Albisteak
A la recherche d'une législation en faveur des langues de France: un marathon sans fin

Il est bien connu qu'une législation favorable est particulièrement importante pour aider une langue en danger, sachant que même en ayant une telle législation cette langue peut être menacée. En ce qui concerne le statut de la langue, l'officialité peut être un statut juridique très utile en faveur de la langue.
En France nous sommes loin de cela. Ainsi, d'obstacle en obstacle, les langues propres de France n'ont pas obtenu la moindre officialité, le français mis à part. Comme nous le verrons, la totalité des lois et textes juridiques en vigueur les concernant a trait à l'enseignement.
Voici en résumé quelles sont ces lois en faveur des langues régionales; on laissera de côté ici celles qui ne leur sont pas favorables. Ces dernières, bien sûr, ont été mises en vigueur pour protéger et soutenir le français, mais elles sont utilisées systématiquement contre les autres langues de France.

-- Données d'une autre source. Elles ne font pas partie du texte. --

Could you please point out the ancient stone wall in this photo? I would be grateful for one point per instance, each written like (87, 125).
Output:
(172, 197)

Enseignement des langues et dialectes locaux (1951), dite loi Deixonne (loi n° 51-46). Cette loi, pour la première fois, autorise «l'étude des langues et dialectes locaux» (article premier). Mais cet enseignement est facultatif (article 3) et ceci depuis n'a jamais changé. La loi autorise une heure d'activités dirigées par semaine.
La loi du 11 juillet 1975 relative à l'éducation (1975), dite loi Haby (loi n° 75-260). Cette loi fixe les obligations scolaires, les principes généraux, la gratuité, etc. Un seul article, l'article 12 du Titre premier, concerne les langues de France autres que le français: «Un enseignement des langues et cultures régionales peut être dispensé tout au long de la scolarité», et rien de plus.

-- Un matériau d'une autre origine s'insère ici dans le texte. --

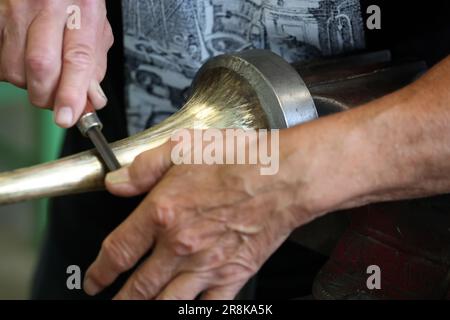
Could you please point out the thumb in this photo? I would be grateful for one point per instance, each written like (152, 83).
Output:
(142, 174)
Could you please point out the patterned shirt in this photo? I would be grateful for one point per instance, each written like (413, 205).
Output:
(166, 42)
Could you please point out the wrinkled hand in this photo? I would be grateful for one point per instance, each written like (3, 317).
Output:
(59, 67)
(211, 227)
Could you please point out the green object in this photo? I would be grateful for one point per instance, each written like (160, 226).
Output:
(43, 138)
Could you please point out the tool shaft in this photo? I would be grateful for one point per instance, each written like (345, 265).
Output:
(103, 148)
(91, 127)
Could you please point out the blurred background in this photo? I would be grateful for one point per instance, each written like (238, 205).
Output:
(28, 136)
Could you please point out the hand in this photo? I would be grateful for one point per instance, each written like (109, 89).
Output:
(211, 227)
(59, 67)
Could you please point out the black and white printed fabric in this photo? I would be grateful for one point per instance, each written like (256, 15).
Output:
(166, 41)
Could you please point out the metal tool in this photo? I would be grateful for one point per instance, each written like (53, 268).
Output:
(91, 127)
(252, 89)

Depuis, il y a eu des décrets pour réglementer l'enseignement de ces langues, un rajout à la constitution française concernant le français, mais pas de loi nouvelle. Bien sûr il y a eu beaucoup de tentatives afin d'obtenir une loi en faveur des autres langues ou afin de pouvoir ratifier la Charte européenne des langues régionales ou minoritaires. Il faut dire que la France, une fois signé Charte européenne des langues régionales ou minoritaires, ne l'a jamais ratifiée, alors que les pays candidats à l'entrée dans l'Union européenne doivent eux signer et ratifier cette charte. Ces cinquante dernières années une cinquantaine de propositions de loi ont été présentées, certaines ont été discutées, mais aucune n'a jamais été acceptée. Voici deux derniers exemples intéressants.
Le rapport qui s'intitule Problématique juridique du statut de l'enseignement de la langue basque (23 septembre 2004). Suite à la demande du Conseil des élus du Pays Basque Nord, Franck Moderne, spécialiste en législation, a mené à bien une étude afin de voir quelles étaient «la situation juridique du basque et les possibilités d'évolution de son enseignement». Les résultats ont été bien maigres, les nouvelles possibilités offertes par la loi de "décentralisation" de 2003 n'étant pas bien claires. Finalement, ce travail n'a pas été présenté publiquement.
Pour terminer ce tour d'horizon, voici la dernière proposition de loi, celle du député des Pyrénées-Orientales Daniel Mach: Proposition de loi constitutionnelle relative à la Charte des langues régionales ou minoritaires (Assemblée nationale, n° 2517, 09/09/2005). Suite à un préambule explicatif, un article unique demande que la République française adhère à la Charte des langues régionales ou minoritaires, mais complétée par une déclaration interprétative. L'avenir dira quel sera le succès de cette dernière tentative, à la suite de nombreuses autres...
Quoiqu'il en soit, il existe pour l'heure une seule loi consacrée aux langues de France en dehors du français, la loi dite Deixonne. Elle ne prend en compte que l'enseignement et a plus de cinquante ans. Le marathon pour la reconnaissance de ces langues n'est pas encore terminé.